Interpretation
The use of mesh for pelvic reconstructive surgery has come under intense
scrutiny over the last decade. Mesh complications have become an
increasing concern for patients. In 2008, the Food and Drug
Administration (FDA) issued a Public Health Notification regarding the
adverse events related to the use of surgical mesh in
urogynecology.2 In 2011, the FDA issued an update
noting that serious complications associated with surgical mesh for
transvaginal repair of prolapse is not rare.2Subsequently, in 2012, the FDA issued orders to conduct post-market
surveillance studies to address the safety and effectiveness of
transvaginal mesh prolapse repairs. In 2016, surgical mesh for
transvaginal prolapse repair was reclassified from Class II to Class
III. In 2017, all urogynecologic mesh was reclassified from Class I to
Class II. Finally, in 2019, vaginal mesh kits were removed from the
market.9 Although this did not include mesh used for
sacrocolpopexy and mid-urethral slings, studies have shown that the
rates of prolapse and incontinence surgeries using mesh have decreased
during this time.10
A recent review of the available literature on autologous fascia
prolapse repairs showed that there have been only six case
series.7 Several series reported on the use of
pedicled rectus fascia flaps.11–13 One retrospective
study that included free rectus fascia graft compared outcomes between
mesh, Pelvicol xenograft, and autologous fascia for abdominal
sacrocolpopexy but only had 15 patients in the autologous fascia
group.8 The authors concluded that recurrence was more
likely with a Pelvicol graft but was equivalent for mesh and autologous
graft. Oliver et al. reported a series of 19 patients with excision of
sacrocolpopexy mesh with replacement of a free rectus fascia
graft.14 Seth et al. reported a case series of 7
patients who underwent autologous rectus fascia sacrocolpopexy and
sacrohysteropexy with free Y grafts. Mean follow-up was 16 months with
all patients having durable results at last
follow-up.7 Another alternative to mesh sacrocolpopexy
is allograft fascia. However, there have been studies that reported
significant early failure rates with sacrocolpopexy using allograft
fascia.15,16 Antigenicity, immune response, and
post-harvest preservation techniques are all factors that affect graft
remodeling and thus the success and function of an allograft, but that
do not negatively affect autologous fascia grafts.

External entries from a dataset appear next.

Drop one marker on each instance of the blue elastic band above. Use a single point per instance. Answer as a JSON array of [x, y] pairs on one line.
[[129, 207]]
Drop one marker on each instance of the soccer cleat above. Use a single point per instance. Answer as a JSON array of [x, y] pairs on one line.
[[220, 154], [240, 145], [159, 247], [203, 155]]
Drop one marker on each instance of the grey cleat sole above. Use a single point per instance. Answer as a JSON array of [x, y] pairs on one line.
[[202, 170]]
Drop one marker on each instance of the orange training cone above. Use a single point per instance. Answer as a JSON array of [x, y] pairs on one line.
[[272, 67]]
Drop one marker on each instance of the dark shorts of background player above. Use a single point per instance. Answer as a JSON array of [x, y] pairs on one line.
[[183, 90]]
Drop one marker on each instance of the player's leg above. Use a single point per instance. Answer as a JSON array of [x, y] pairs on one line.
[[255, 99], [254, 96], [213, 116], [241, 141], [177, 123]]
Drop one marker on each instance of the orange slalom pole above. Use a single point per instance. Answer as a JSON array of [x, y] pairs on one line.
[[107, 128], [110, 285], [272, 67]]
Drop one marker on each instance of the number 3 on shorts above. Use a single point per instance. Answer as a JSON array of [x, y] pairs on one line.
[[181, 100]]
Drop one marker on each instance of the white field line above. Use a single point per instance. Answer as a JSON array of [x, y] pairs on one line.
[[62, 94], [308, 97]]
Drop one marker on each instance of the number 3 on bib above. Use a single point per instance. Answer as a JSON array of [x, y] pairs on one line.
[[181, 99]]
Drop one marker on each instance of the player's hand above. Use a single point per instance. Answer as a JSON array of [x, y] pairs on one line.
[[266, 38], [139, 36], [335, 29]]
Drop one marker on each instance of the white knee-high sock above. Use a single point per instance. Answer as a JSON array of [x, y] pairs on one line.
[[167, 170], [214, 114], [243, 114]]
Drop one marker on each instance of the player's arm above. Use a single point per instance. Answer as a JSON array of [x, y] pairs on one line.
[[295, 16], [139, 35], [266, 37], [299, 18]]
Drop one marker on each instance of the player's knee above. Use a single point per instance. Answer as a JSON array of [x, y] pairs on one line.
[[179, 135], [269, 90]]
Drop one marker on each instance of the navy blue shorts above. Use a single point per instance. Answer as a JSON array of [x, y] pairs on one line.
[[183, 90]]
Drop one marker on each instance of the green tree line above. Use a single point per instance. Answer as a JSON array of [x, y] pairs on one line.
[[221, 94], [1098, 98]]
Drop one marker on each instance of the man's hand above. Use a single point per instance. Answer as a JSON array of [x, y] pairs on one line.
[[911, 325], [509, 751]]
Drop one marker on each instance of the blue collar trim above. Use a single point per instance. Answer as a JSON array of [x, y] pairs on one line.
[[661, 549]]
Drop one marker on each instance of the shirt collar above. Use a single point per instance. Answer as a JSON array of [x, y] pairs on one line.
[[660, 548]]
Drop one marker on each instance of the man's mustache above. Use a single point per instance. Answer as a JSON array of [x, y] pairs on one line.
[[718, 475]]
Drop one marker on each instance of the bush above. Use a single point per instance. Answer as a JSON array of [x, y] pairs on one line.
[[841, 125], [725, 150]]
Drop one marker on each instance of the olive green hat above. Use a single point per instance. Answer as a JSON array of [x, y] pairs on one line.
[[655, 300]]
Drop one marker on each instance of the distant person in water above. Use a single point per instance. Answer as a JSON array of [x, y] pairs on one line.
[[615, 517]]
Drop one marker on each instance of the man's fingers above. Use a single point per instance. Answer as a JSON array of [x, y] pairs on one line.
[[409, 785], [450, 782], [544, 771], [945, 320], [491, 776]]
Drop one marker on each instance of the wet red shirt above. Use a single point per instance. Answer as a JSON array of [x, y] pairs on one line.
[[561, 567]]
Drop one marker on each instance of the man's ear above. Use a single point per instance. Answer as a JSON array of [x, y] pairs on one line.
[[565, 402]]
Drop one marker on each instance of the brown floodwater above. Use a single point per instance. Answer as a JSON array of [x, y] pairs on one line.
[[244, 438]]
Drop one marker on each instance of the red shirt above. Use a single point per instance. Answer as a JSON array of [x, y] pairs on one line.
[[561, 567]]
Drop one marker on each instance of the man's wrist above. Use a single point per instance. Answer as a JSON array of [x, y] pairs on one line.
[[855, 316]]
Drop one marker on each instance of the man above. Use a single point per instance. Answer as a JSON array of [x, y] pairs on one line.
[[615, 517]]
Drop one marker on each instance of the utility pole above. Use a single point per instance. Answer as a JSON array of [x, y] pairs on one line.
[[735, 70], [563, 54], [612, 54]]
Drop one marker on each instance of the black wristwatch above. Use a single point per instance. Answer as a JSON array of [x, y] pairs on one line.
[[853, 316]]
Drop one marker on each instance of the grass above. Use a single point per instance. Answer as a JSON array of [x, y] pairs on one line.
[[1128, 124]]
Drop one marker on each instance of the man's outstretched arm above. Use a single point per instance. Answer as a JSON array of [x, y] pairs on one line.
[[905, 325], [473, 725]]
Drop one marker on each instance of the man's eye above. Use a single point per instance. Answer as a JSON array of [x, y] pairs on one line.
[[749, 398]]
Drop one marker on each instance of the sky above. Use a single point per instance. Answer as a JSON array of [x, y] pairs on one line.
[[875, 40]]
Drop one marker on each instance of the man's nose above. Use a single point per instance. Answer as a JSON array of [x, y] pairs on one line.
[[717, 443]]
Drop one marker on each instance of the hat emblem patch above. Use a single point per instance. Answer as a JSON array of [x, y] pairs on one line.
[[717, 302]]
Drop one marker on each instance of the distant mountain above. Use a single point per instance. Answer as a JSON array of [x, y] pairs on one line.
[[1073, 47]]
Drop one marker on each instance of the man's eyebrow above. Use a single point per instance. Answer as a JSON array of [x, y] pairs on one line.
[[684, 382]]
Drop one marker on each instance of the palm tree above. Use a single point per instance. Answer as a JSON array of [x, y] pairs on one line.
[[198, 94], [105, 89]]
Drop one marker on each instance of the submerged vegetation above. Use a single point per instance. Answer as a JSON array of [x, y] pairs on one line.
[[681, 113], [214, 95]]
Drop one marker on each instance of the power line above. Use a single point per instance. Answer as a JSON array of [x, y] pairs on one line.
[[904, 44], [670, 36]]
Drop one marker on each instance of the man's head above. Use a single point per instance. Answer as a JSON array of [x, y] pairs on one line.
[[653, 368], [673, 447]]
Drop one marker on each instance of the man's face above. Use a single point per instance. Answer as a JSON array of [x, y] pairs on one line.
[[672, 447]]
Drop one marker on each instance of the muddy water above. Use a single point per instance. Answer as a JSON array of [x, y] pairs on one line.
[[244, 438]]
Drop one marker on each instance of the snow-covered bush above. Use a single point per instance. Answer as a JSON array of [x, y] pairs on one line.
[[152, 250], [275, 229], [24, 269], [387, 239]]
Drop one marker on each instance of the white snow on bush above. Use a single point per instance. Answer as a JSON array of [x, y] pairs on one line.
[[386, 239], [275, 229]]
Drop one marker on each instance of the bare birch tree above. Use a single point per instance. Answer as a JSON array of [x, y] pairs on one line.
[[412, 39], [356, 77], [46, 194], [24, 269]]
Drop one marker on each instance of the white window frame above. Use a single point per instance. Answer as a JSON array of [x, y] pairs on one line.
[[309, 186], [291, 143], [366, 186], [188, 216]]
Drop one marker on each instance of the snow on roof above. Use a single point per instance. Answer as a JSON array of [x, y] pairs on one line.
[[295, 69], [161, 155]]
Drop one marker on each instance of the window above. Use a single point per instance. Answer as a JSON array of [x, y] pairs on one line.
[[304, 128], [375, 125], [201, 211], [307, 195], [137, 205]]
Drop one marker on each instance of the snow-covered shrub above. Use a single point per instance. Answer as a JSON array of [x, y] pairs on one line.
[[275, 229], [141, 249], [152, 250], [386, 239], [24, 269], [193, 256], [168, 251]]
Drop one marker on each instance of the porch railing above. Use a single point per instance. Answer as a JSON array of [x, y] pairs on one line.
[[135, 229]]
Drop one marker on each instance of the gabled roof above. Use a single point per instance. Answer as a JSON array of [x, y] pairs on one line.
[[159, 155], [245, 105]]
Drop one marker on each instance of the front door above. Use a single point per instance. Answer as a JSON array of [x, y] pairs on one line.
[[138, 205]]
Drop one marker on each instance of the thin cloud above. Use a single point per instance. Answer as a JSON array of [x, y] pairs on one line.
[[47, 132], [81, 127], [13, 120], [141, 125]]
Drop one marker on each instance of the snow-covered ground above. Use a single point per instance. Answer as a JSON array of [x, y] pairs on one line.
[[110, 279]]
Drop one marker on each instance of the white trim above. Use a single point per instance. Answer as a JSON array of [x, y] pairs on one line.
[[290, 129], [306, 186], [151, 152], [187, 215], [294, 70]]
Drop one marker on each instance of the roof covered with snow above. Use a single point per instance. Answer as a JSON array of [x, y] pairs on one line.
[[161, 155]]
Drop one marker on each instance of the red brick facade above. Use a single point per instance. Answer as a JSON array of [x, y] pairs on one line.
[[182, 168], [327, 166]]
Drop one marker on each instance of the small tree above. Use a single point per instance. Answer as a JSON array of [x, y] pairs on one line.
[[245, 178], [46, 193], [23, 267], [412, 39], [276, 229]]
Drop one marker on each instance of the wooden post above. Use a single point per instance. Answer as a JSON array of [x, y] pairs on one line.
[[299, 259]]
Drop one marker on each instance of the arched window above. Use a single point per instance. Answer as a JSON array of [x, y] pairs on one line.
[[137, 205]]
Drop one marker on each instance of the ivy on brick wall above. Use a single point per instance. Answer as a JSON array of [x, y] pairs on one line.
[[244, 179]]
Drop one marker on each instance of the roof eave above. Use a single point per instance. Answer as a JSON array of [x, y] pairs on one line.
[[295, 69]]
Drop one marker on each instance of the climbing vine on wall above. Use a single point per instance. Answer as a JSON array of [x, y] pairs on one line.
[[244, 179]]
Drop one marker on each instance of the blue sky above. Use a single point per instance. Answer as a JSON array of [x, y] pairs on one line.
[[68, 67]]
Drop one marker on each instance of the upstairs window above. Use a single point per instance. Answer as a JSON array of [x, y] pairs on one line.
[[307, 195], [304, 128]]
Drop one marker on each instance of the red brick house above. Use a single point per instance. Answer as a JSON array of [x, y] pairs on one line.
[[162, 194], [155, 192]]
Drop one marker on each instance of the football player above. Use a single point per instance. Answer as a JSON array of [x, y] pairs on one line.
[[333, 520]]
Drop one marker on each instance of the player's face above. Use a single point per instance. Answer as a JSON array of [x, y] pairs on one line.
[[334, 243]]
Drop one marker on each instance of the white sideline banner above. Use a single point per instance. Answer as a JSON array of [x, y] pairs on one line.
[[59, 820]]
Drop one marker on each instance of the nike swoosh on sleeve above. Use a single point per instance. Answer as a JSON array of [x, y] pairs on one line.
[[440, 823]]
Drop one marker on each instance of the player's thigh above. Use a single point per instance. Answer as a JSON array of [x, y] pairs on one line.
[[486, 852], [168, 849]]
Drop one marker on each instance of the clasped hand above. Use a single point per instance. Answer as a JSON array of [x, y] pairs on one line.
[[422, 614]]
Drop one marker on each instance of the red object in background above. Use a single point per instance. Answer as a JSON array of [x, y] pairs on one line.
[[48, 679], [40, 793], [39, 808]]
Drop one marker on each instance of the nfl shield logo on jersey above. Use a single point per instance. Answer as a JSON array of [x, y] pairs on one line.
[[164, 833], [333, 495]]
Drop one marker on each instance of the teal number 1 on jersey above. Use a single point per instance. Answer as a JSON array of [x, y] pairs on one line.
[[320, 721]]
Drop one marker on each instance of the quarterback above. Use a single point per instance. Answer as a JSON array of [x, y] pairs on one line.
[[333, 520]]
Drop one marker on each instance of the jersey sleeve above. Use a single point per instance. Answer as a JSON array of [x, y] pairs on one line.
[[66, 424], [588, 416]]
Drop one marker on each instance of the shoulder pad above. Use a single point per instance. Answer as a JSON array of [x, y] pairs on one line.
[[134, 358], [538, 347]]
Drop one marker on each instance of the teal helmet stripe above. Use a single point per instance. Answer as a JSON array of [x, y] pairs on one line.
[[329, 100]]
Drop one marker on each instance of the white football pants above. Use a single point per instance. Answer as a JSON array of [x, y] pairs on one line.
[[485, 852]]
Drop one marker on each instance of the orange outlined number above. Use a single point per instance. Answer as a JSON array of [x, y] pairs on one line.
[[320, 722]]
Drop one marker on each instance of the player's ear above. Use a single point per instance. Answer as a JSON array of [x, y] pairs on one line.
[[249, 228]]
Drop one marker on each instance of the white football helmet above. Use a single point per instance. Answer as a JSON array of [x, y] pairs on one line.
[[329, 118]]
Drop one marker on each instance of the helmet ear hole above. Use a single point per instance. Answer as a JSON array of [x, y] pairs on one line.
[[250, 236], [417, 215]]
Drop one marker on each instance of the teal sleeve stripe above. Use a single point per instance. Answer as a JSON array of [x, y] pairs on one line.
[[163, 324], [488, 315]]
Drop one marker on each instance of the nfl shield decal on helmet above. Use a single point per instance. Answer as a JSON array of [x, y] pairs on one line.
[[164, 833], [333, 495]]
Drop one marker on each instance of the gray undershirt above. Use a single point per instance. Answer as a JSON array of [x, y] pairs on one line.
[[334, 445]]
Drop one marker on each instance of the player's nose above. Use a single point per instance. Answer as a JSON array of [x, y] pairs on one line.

This cohort provided subjective and objective outcome data on an
alternative to mesh sacrocolpopexy. To our knowledge, this was the
largest cohort available with long-term follow-up. Our low retreatment
rate for prolapse was consistent with those noted in studies using mesh
graft. Our postoperative ileus or SBO rate was comparable to slightly
lower than that seen in the 2 year data from the CARE trial (5.3% vs
6.8%). In addition, the use of this autologous graft eliminated the
10.5% complication rate of mesh erosion noted in the CARE
trial.4 One concern with harvesting autologous rectus
fascia is the risk of incisional hernias. In the SISTer trial, hernias
occurred in 1.2% of patients who underwent a rectus
fascia pubovaginal sling for treatment of
incontinence.17 There were no cases of incisional
hernias in our cohort. Mean length of stay in our cohort was 2.2 days
and this is a notable disadvantage of the procedure compared to
minimally invasive sacrocolpopexy with mesh grafts with a mean length of
stay less than 24 hours.18 Prolonged length of stay
has been associated with increased hospital-acquired infections,
decreased mobility and longer postoperative recovery
time.19,20 As such, there has been a trend across all
surgical specialties to develop protocols and techniques that aid in
shortening length of stay.21,22 The ongoing COVID-19
pandemic has further pushed this goal to decrease hospital exposures and
led to same-day discharge after pelvic reconstructive surgery with good
outcomes.23 The advent of ERAS programs have aided in
this goal. We did see a decrease in length of stay in patients that
underwent surgery after standardized ERAS protocols were initiated at
our hospital.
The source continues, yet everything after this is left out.